The goal is that memory captures AND saves itself through the LLMs, not through a human review queue. alfred brain auto-promote makes an LLM safety judge the primary save decision. It is a no-op unless you arm ALFRED_AUTO_PROMOTE. When armed, the structural confidence bar (default 0.5, ALFRED_AUTO_PROMOTE_THRESHOLD) is a light pre-filter, and the judge (lib/memory_judge.py) decides: it saves both safe and behavior-changing lessons (behavior-changing is no longer held for a human, and every auto-save is reversible with alfred brain forget), holds duplicates, and can only lower the score, never rescue a below-bar candidate. The judge fails closed, so a failed or empty verdict leaves the candidate pending. With the judge disabled, the bar rises to a conservative no-judge floor (ALFRED_AUTO_PROMOTE_NO_JUDGE_THRESHOLD, default 0.9). A per-run cap, a judge-call budget, and the conflict check bound each run. Saved candidates go through the normal promotion path and reach Redis Agent Memory like any promoted lesson.

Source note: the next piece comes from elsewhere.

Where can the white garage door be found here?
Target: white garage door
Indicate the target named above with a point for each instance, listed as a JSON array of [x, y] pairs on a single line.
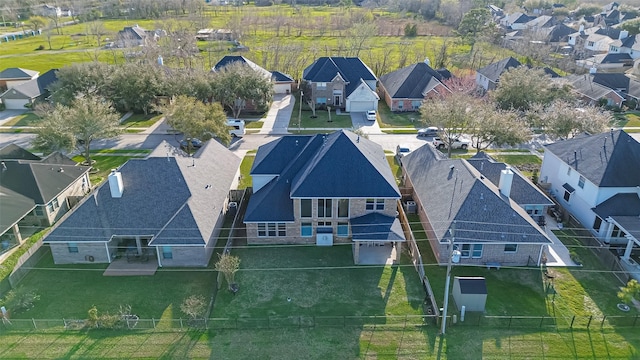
[[15, 104], [282, 88], [361, 106]]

alfred mcp serve exposes a small read-only JSON-RPC stdio surface for local MCP clients. It returns allowlisted summaries only: no raw prompts, transcripts, stdout, stderr, webhook URLs, or result blobs.

Available tools include:

  • alfred_brain_status
  • alfred_memory_recall
  • alfred_memory_candidates
  • alfred_recent_file_touches
  • alfred_failure_patterns
  • alfred_memory_doctor

The brain never leaves your host unless you export or back it up yourself. The only prompt-boundary effect is recall: Alfred prepends selected lessons to the next engine invocation. Treat the brain like shell history: useful, local, and owned by the local host.

The next useful layer is reliability, not more mystery:

  • Add approved follow-up execution for governor findings, such as filing a setup issue or pausing a single codename.
  • Connect saved planning candidates to Batman and Drake so the brain can answer which spec generated which issues and PRs.
  • Extend semantic recall past lessons (already served by Redis Agent Memory) to plans and failure summaries.
  • Add lightweight memory-quality checks before candidate promotion.